A few things clicked into place in my mind, among them: Rafe was really good at knowing who was full of crap. Boone had been as full of it as anyone I’d ever met.
“Why don’t they go back to Heartland?” Aaron asked.
“Because the whole compound sang ’em off. Told them they’re dead — that it’s time to
move on. They’re not welcome anymore.”
“We sing to keep the ghosts away.”
“Yeah. Them.” He hooked a thumb at the window and the camp beyond. “Get it? The infected are the ghosts. And everyone at Heartland buys into it. The infected think they’re being noble, not going back. They tell themselves it’s better for their families this way. Less worry, less heartache, if they’re plain old dead and gone.”
“My mom wouldn’t feel that way,” Aaron said with the utmost conviction. “Did Boone lie to her?”
“Yep,” Rafe said. “They even burned your body at dawn.”
Aaron jammed his feet into his beat-up sneakers. “I have to tell her I’m alive.”

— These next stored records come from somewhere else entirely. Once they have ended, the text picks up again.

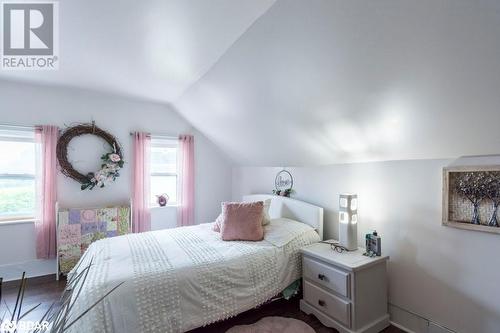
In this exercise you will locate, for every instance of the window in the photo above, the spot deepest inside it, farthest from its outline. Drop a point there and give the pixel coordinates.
(17, 174)
(163, 169)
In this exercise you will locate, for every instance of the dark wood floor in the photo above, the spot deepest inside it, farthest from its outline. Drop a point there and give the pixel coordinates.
(46, 291)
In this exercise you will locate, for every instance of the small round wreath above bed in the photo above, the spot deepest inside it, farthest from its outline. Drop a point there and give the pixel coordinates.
(112, 162)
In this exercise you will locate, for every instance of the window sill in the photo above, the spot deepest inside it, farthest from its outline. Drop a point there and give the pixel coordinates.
(7, 222)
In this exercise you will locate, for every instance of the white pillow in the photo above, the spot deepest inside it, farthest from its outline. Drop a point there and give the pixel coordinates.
(267, 219)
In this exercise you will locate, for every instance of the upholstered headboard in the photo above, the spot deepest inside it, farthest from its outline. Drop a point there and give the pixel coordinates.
(293, 209)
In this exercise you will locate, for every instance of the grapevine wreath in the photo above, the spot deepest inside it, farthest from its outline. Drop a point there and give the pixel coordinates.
(112, 162)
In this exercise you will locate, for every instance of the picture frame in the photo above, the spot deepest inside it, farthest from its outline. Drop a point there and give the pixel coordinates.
(450, 213)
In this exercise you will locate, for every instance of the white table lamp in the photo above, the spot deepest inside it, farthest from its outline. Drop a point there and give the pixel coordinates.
(348, 221)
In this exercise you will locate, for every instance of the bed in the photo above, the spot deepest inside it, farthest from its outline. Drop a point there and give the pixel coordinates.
(179, 279)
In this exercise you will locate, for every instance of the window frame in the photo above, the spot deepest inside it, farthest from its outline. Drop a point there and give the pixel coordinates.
(165, 142)
(14, 218)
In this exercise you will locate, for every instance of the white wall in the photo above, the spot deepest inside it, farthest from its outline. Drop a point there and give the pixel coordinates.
(447, 275)
(24, 104)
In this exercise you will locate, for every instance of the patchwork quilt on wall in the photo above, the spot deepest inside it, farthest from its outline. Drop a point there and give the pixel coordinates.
(78, 228)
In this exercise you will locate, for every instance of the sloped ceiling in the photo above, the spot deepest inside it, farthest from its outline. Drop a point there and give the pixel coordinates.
(326, 81)
(152, 49)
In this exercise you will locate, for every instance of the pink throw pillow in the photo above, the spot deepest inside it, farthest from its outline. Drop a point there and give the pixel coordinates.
(242, 221)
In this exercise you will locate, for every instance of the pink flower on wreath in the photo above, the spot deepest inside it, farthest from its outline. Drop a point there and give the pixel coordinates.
(115, 158)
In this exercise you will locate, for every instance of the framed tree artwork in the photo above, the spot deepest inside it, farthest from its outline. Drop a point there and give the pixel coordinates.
(471, 197)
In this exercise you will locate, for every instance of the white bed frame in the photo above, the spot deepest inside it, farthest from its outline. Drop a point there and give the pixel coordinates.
(293, 209)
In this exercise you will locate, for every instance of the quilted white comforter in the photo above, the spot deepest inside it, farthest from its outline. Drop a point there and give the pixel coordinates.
(183, 278)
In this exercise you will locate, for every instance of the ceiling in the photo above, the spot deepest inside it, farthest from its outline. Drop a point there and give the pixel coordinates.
(151, 49)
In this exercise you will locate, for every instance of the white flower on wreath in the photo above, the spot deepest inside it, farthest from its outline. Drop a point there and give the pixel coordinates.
(115, 158)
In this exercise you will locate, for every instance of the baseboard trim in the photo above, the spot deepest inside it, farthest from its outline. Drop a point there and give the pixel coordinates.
(33, 268)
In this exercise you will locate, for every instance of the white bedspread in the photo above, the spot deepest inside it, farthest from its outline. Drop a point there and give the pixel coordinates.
(183, 278)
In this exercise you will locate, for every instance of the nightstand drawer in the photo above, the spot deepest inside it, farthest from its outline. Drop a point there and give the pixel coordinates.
(327, 276)
(328, 303)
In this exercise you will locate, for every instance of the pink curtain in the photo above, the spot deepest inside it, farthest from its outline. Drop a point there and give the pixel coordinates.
(141, 219)
(45, 224)
(185, 211)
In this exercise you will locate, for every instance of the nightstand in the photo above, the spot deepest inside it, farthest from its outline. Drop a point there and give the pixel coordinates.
(346, 291)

My heart hurt for Aaron and for his mom. I thought of my own mother, who I still missed every day. I thought of my dad. I hoped he was all right. Maybe Moline had settled down since the lionesses had been out of circulation. I sent a mental message through the woods and ravines and up the river: I’m okay, Dad! I’m okay.
“You can’t,” Rafe said firmly. “If you get anywhere near Heartland, a sniper will pick you off before you reach the gate. Boone’s dead, but things aren’t going to change.”
Aaron’s head shot up, eyes wide. I remembered Boone’s dying screams now with a more detached sense of horror. Because maybe there had been some justice in what had happened to him.
“Zeke and Habib will keep up the lie,” Rafe went on. “Saying it’s for the good of the compound. You live here now, in Echo, so you might as well make the best of it.”
Aaron turned toward the door but then paused.
“Go on,” Rafe urged. “You might even remember a few of them.”
Still Aaron hesitated. “Are they different? I mean, the way they act.”
“Only one way to find out.” Rafe sent me a sidelong glance, proving he’d known I was there all along. “Go on.”
When the door closed behind Aaron, I moved into the center of the room. “You gave him your dose.” The words slipped out of me. Clumsy, broken sounds.